Russian anti-doping chief suggests drastic changes in country's athletics federation ahead of Tokyo Olympics

Yury Ganus, the head of Russia's Anti-Doping Agency (RUSADA) suggested Monday some drastic changes in the country's athletics federation (ARAF) organisation and in the coaching staff of the national athletics squad.

Agence France-Presse May 14, 2019 13:05:33 IST
Russian anti-doping chief suggests drastic changes in country's athletics federation ahead of Tokyo Olympics
  • Among the measures that RUSADA boss proposed were the discharge of the country's athletics federation's top officials, including its president Dmitry Shlyakhtin, and all of the national team athletics coaching staff.

  • Last year the International Olympic Committee (IOC) banned Russia from participation in the Winter Olympics in Pyeongchang, South Korea, but some of the country's athletes with no history of doping were allowed to compete as neutrals.

  • The IAAF suspended Russian athletics federation in November 2015 after the eruption of a vast state-sponsored doping scandal.

Moscow: Yuri Ganus, the head of Russia's Anti-Doping Agency (RUSADA) suggested Monday some drastic changes in the country's athletics federation (ARAF) organisation and in the coaching staff of the national athletics squad.

In a letter that the RUSADA chief sent to Stanislav Pozdnyakov, the president of the Russian Olympic Committee (ROC), Ganus stressed that the measures he suggested should be taken immediately to ensure the country's athletes full participation in the 2020 Olympics.
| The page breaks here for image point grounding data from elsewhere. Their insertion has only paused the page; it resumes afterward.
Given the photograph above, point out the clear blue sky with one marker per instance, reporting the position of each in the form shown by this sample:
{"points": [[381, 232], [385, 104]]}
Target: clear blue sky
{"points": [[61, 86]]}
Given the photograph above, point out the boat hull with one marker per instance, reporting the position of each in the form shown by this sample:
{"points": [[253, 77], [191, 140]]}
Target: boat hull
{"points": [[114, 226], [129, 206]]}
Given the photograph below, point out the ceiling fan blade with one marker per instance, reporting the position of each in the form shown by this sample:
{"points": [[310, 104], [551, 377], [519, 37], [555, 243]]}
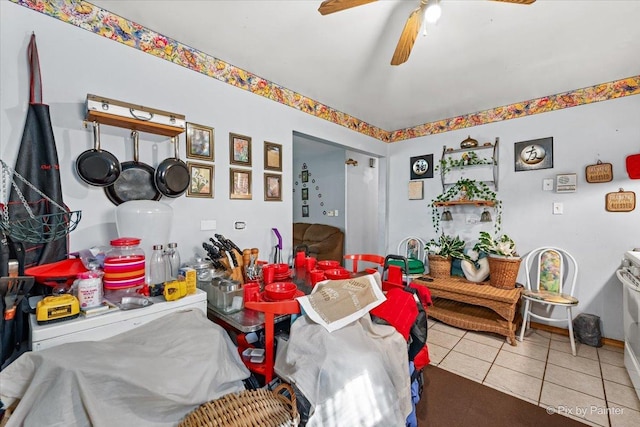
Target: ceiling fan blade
{"points": [[409, 34], [517, 1], [331, 6]]}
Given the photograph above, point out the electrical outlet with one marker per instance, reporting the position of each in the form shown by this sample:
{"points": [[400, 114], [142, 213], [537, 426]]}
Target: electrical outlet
{"points": [[558, 208]]}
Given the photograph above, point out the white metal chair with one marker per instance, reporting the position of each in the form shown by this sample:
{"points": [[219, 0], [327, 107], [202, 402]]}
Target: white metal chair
{"points": [[551, 275]]}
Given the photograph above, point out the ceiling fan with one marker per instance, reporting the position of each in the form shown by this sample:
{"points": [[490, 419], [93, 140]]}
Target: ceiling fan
{"points": [[411, 28]]}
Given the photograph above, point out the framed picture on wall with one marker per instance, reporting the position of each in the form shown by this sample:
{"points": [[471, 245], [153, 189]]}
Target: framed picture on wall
{"points": [[239, 149], [533, 154], [272, 187], [202, 180], [199, 142], [240, 184], [272, 156]]}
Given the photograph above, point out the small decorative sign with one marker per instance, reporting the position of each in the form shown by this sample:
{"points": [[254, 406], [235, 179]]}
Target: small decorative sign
{"points": [[622, 201], [600, 172]]}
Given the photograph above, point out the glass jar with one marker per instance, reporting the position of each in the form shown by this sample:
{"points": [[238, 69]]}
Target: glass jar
{"points": [[124, 269]]}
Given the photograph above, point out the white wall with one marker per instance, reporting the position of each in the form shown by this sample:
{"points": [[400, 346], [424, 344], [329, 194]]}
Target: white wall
{"points": [[606, 131], [76, 62]]}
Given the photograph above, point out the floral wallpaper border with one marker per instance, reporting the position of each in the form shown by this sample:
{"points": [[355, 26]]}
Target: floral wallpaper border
{"points": [[104, 23]]}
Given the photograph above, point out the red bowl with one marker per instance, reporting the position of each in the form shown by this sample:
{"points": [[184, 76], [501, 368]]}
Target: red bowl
{"points": [[328, 264], [337, 273], [280, 290], [281, 268]]}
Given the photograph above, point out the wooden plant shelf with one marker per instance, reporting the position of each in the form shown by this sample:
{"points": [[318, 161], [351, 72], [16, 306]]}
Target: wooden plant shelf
{"points": [[466, 202]]}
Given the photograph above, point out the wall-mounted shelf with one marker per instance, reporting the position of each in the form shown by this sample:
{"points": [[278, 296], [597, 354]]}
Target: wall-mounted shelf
{"points": [[466, 202], [135, 117], [492, 162]]}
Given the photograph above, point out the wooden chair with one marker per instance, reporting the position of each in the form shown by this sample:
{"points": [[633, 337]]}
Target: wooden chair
{"points": [[551, 275], [369, 258], [270, 310]]}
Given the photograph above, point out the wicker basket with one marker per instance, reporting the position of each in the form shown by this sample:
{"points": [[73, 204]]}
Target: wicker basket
{"points": [[250, 408], [503, 272], [439, 266]]}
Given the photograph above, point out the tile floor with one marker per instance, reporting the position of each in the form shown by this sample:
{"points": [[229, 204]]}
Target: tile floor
{"points": [[592, 387]]}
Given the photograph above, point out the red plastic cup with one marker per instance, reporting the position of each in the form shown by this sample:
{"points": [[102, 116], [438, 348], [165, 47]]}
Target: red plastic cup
{"points": [[310, 263], [251, 291], [268, 273], [316, 276], [300, 259]]}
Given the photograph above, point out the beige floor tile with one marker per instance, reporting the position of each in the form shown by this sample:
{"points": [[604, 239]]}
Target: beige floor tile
{"points": [[449, 329], [487, 338], [577, 363], [573, 403], [623, 417], [514, 383], [476, 349], [582, 350], [574, 380], [437, 353], [441, 338], [528, 349], [466, 366], [611, 357], [536, 336], [523, 364], [622, 395], [616, 374]]}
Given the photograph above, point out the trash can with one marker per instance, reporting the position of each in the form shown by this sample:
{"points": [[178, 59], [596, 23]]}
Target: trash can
{"points": [[586, 329]]}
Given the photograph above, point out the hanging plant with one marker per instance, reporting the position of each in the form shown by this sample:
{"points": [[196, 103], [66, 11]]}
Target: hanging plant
{"points": [[467, 190]]}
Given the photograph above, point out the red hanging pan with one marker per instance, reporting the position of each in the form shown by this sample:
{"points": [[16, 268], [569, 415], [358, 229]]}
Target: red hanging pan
{"points": [[136, 181]]}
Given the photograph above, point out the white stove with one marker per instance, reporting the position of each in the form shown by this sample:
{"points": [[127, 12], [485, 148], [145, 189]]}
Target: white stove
{"points": [[629, 275]]}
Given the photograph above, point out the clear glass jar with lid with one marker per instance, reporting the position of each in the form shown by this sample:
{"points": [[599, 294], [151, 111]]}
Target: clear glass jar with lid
{"points": [[124, 268]]}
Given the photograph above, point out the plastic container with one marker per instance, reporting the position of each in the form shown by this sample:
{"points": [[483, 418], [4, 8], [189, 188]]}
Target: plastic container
{"points": [[124, 268]]}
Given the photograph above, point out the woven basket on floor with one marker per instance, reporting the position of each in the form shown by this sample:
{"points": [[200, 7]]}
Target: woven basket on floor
{"points": [[503, 272], [249, 408], [439, 266]]}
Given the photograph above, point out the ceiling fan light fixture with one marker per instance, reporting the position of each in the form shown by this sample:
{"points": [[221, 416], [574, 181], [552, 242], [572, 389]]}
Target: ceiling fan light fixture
{"points": [[433, 12]]}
Russian antidoping chief suggests drastic changes in countrys athletics federation ahead of Tokyo Olympics

File image of RUSADA chief Yuri Ganus. Reuters

Among the measures that RUSADA boss proposed were the discharge of the country's athletics federation's top officials, including its president Dmitry Shlyakhtin, and all of the national team athletics coaching staff.

"The continuation of the ARAF work in its current condition leaves little chances for the the country's athletes to perform at the 2020 Olympics without any restrictions," Ganus wrote.

"With the time remaining before the start of the Tokyo Olympics quickly running out there is plenty of work to do in co-operation with (the international athletics ruling body) IAAF to reorganise the athletics federation."

Last year the International Olympic Committee (IOC) banned Russia from participation in the Winter Olympics in Pyeongchang, South Korea, but some of the country's athletes with no history of doping were allowed to compete as neutrals.

Ganus also suggested creating an international work group consisting of the country's athletics specialists who have never been linked with doping and the international experts to boost the ARAF reinstatement as IAAF member.

The IAAF suspended Russian athletics federation in November 2015 after the eruption of a vast state-sponsored doping scandal.

RUSADA was also suspended by the World Anti-Doping Agency (WADA).

Last year's WADA decision to reinstate RUSADA caused a wave of anger from the number of sports officials, federations and athletes around the world.

IAAF meanwhile uphold the ban on Russian athletes earlier this year.

Rune Andersen, head of the IAAF doping task force, said two issues remained unresolved — the examination of data received from the Moscow anti-doping laboratory and the issue of outstanding costs being sought from Russia because of the scandal.

"Two key issues remain outstanding," said Andersen at a press conference in Doha in March. "These need to be resolved."